DOM arbeitet im Hauptspeicher. D.H. dein XML wird in den Hauptspeicher geladen, dort verändert aber nicht auf die Platte zurück geschrieben. Zumindest konnte ich das bei deinem Code nicht finden.


----------



## ray (26. Aug 2003)

ahhh so, hab ich nicht gewusst. mhhh muss ich den code korrigieren damit er mir das file verändert...? 
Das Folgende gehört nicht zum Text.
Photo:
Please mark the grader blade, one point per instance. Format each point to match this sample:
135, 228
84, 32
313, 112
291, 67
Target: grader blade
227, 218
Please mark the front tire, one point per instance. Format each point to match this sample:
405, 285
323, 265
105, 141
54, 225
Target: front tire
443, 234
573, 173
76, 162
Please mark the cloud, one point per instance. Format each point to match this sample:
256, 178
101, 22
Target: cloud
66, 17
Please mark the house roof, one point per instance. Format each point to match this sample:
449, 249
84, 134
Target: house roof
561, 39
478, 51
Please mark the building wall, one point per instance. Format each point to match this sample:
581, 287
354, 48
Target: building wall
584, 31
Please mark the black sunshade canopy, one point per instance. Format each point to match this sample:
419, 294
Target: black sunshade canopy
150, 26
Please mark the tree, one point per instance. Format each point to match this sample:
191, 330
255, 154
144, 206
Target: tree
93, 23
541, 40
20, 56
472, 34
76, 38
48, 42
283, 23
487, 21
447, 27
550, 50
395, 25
habe dazu nichts gefunden :-(
herzlichen dank für hilfe, echt klasse...¨!!!

ray


----------



## DTR (26. Aug 2003)

Hier gibt es ein recht gutes Beispiel

http://www.torsten-horn.de/techdocs/java-xml.htm#Programmierbeispiel-DOM-Write


----------



## ray (26. Aug 2003)

hallo, dieses beispiel hab ich schon mal studiert und finde leider keinen zwingenden unterschied das es mit meinem code nicht funktionieren müsste. ich hole das file füge was hinzu und schliessen oder eine save kann ja nicht machen. er findet das file kann es parsen, nur einfügen geht nicht...? bin leider auch ein anfänger sodass ich vielleicht am falschen ort suche........weisst du weiter .....danke vielmal ray


----------



## DTR (26. Aug 2003)

In diesem Abschnitt wird zurück geschrieben, wie es darüber steht. Zwar in eine Neue Datei, aber du kannst ja auch die alte angeben. 
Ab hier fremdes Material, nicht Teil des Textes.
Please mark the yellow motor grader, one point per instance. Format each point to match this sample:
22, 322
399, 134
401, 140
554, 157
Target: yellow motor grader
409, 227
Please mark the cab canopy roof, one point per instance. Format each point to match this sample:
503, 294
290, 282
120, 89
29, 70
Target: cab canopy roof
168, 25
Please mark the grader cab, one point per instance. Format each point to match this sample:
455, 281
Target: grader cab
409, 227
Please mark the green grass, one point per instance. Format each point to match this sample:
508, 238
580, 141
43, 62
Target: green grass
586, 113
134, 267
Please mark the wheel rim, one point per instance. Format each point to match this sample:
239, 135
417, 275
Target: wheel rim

      // ---- Use a XSLT transformer for writing the new XML file ----
      Transformer transformer = TransformerFactory.newInstance().newTransformer();
      DOMSource        source = new DOMSource( document );
      FileOutputStream os     = new FileOutputStream( new File( argv[1] ) );
      StreamResult     result = new StreamResult( os );
      transformer.transform( source, result );

Davon sehe ich in deinem Code allerding nichts.


----------



## ray (26. Aug 2003)

mein gott, das dieses file überschrieben muss, hätte ich wohl nie heraus gefunden.
super herzlichen dank, es funktioniert!!!

fazit:
wenn ich etwas in einem xml file änder muss, muss ich das file immer überschreiben....

danke an alle, ein mega klasse forum!!!!! ray


----------